Veldman came up with a sizzling Carmen in 1999, but there's something missing here. The dance can't equal the dialogue; you can't feel the steamy heat. Although you can see Blanche's brittle gentility through Charlotte Talbot's sensitive portrayal, you can't hear her tones of desperate refinement. Jonathan Ollivier gives us a brooding, macho Stanley, all dirty vest and rippling six-pack, who sees through Blanche's genteel veneer. But there's not enough frisson between Talbot and Ollivier, not enough menacing desire.

Fiona Wallis is excellent as pregnant Stella, the forgiving, battered wife. She dances some powerful duos with her man, trying to protect her unborn child from his fists one minute, in a post-coital endorphin haze the next. She and the berating neighbour Eunice, a little gem from Desiré Samaai, are the most credible people here.

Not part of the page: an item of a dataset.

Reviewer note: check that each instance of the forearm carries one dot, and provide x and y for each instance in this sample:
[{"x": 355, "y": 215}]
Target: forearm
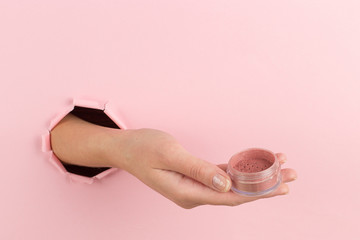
[{"x": 78, "y": 142}]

The action is studded with flashbacks to Belle Reve, the sisters' home, where life became a long procession to the cemetery. Here we have screaming corpses and scattered petals to show the loss that has led to Blanche's instability. The choreography is sharp and inventive, as ever with Veldman. At one point she introduces a phalanx of girls squatting backwards in a pincer formation, moving slowly on hands and shocking-pink pointes, apparently an allusion to the Tarantula Arms, the dive where Blanche fell into prostitution.

There's also a fairground extravaganza with psychedelic costumes, during which Blanche and suitor Mitch relive their childhood. Its whirligig of limes and pinks contrasts with the stark glare of the lightbulbs that Blanche dares to expose, and the clinical white of the final scene. Blanche is led away to the asylum surrounded by dancers in stretchy straitjackets. They loop their sleeves over her neck then spin her round like a wheel. The image is beautiful in its awfulness. But somehow you can't shed a tear.

Until Saturday. Box office: 01274 752000. At the Theatre Royal, Norwich (01603 630000), October 2-6, then tours to Nottingham, Salford, Sheffield and Northampton.